On The World's 50 Best Bars, Satan's Whiskers was ranked 29th in the world in 2024, dropping by one place from 28th in 2023. On their annual Top 50 Cocktail Bars list, Morning Advertiser named Satan's Whiskers the best bar in the United Kingdom in 2019, 2023, and 2025.

In June 2025, Bon Appétit listed Satan's Whiskers among London's seven best cocktail bars, calling it "truly your favorite bartender's favorite bar," adding, "While other bars are lacto-fermenting, clarifying, and rotovapping their cocktails together, Satan's Whiskers sticks to the vast cocktail canon, executing each drink with surgical accuracy." In May 2025, Condé Nast Traveller similarly named Satan's Whiskers one of the best cocktail bars in London, calling the bar "a very London version of a New York dive bar" and noting, "Ask a local bartender for their favourite cocktail spot and you'll hear the name Satan's Whiskers more often than not."

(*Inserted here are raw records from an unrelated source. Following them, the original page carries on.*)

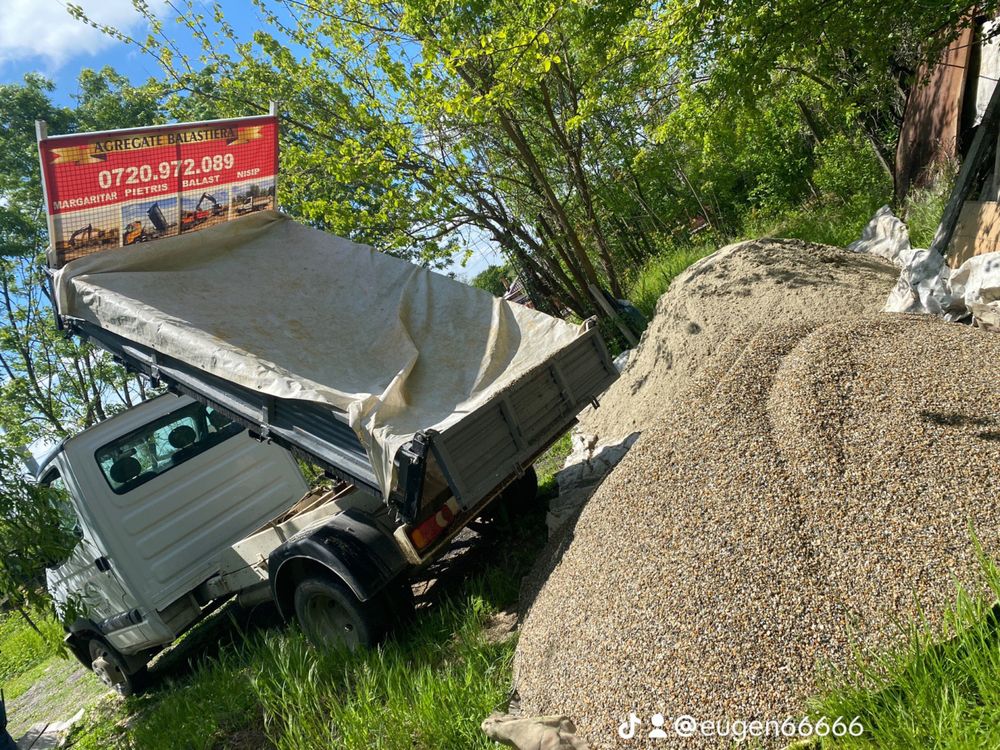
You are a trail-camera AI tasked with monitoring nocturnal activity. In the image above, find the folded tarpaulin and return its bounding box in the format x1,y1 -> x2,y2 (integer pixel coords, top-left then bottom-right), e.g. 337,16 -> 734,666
55,212 -> 582,494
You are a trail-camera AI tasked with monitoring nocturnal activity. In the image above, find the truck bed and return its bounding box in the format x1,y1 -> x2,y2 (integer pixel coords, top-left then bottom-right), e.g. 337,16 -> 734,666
54,212 -> 617,523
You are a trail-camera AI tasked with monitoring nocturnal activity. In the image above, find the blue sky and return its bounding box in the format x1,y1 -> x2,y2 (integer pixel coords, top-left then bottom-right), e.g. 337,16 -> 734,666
0,0 -> 501,277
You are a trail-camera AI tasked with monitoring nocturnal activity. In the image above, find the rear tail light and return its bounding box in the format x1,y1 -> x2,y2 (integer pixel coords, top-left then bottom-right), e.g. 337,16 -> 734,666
409,498 -> 458,550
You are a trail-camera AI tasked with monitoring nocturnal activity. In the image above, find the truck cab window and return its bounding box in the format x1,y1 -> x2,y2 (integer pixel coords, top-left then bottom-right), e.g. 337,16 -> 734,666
95,404 -> 243,495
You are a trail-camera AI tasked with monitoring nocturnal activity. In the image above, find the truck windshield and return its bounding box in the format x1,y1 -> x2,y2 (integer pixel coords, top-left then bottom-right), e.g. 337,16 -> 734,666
95,404 -> 243,495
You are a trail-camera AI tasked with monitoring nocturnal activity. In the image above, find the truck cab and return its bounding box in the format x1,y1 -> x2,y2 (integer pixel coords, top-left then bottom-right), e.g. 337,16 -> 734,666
35,394 -> 405,694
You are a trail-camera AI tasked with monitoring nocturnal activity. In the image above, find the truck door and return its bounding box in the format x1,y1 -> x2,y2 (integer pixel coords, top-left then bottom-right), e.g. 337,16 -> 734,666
41,468 -> 154,653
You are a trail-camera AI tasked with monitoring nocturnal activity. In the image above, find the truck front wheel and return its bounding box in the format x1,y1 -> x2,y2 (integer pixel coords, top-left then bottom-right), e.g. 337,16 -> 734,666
295,575 -> 388,651
90,638 -> 135,698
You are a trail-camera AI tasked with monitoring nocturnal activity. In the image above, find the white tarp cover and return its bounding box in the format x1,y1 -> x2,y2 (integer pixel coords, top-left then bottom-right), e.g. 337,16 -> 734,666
55,212 -> 581,492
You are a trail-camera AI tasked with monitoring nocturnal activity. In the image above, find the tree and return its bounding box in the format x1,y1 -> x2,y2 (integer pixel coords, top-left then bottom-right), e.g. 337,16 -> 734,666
0,447 -> 77,630
472,266 -> 510,297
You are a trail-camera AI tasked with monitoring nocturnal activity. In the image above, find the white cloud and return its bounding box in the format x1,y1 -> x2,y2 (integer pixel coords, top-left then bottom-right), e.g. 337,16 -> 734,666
0,0 -> 156,70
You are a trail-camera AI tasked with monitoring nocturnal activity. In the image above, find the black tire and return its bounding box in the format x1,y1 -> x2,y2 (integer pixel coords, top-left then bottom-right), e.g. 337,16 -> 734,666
295,575 -> 389,651
88,638 -> 138,698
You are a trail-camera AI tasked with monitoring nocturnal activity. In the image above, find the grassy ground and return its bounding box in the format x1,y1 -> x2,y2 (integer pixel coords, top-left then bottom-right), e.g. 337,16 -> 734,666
810,557 -> 1000,750
627,181 -> 951,318
72,571 -> 516,750
0,611 -> 104,738
0,611 -> 62,699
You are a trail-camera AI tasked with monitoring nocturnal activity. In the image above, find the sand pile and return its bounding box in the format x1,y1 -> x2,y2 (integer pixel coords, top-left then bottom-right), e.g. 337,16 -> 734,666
515,262 -> 1000,748
580,239 -> 899,441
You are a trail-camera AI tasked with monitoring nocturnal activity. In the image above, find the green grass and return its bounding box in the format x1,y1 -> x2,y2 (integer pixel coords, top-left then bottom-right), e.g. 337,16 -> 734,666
0,611 -> 62,700
902,170 -> 957,248
627,178 -> 954,318
535,432 -> 573,501
72,566 -> 523,750
627,240 -> 718,320
810,545 -> 1000,750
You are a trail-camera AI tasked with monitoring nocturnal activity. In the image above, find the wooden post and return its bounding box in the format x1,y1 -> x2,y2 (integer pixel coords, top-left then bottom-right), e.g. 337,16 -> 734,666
931,78 -> 1000,255
588,284 -> 639,347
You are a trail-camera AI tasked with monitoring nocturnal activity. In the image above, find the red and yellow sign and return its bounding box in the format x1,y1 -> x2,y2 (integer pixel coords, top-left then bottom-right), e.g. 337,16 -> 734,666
38,115 -> 278,268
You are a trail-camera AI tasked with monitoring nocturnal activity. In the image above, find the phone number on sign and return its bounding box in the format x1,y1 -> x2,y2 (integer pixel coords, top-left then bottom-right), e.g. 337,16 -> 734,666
97,154 -> 235,190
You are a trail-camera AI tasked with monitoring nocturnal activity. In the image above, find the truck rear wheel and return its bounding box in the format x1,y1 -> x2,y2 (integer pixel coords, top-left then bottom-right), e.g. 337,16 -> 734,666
295,575 -> 388,651
90,638 -> 135,698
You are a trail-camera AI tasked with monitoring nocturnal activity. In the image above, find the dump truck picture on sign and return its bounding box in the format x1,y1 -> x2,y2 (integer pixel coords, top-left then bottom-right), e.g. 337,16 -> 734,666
39,115 -> 278,268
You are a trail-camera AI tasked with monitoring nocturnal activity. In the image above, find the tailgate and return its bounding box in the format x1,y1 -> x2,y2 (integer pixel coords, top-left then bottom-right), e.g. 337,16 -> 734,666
430,326 -> 618,509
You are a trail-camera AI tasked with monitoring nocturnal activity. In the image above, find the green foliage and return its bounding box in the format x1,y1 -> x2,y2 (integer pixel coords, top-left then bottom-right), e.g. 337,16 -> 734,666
0,608 -> 63,699
902,163 -> 958,247
535,432 -> 573,500
810,543 -> 1000,750
471,266 -> 510,297
0,447 -> 77,620
812,133 -> 892,203
628,240 -> 717,320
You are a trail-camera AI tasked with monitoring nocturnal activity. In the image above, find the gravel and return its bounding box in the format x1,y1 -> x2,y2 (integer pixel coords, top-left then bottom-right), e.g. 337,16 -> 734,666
515,239 -> 1000,748
579,239 -> 899,442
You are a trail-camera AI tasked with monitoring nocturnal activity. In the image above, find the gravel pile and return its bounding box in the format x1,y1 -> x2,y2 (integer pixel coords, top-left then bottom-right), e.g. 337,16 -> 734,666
515,310 -> 1000,748
579,239 -> 899,442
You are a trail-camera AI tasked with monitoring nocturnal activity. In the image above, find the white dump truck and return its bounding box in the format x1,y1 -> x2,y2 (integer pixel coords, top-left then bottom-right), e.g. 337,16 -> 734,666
37,211 -> 617,692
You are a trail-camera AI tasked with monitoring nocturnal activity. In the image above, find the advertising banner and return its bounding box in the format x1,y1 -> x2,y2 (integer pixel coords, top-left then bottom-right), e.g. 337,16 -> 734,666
38,115 -> 278,268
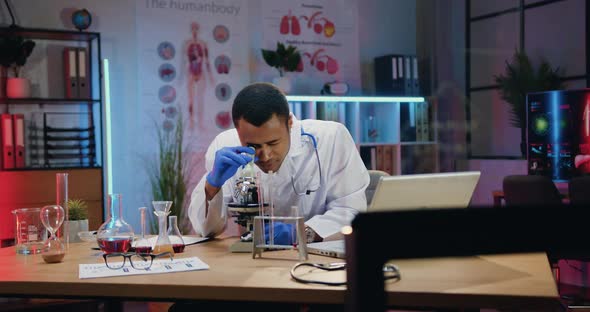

In 2019, British GQ also listed Satan's Whiskers among the best cocktail bars in London, writing: "Got a hankering for a Mai Tai? Go on then. Love a White Russian? You'll be hard-pressed to find somewhere that does one better. In fact, the same could be said about any of the hundreds of drinks memorised by the exceptionally talented bartenders, all of whom boast an encyclopaedic knowledge of recipes (a byproduct of the bar's daily changing list)."

Time Out London gave Satan's Whiskers a 5-star review in 2015, writing: "The less intrepid Londoner may be put off by the street view of Satan's Whiskers: it looks every bit a down-and-out dive bar. Inside though, it breaks the east London bar mould, with hip hop on the stereo, a smartly modish setting, vintage French posters on the wall and some of the best cocktails to be found in Bethnal Green's burgeoning booze scene."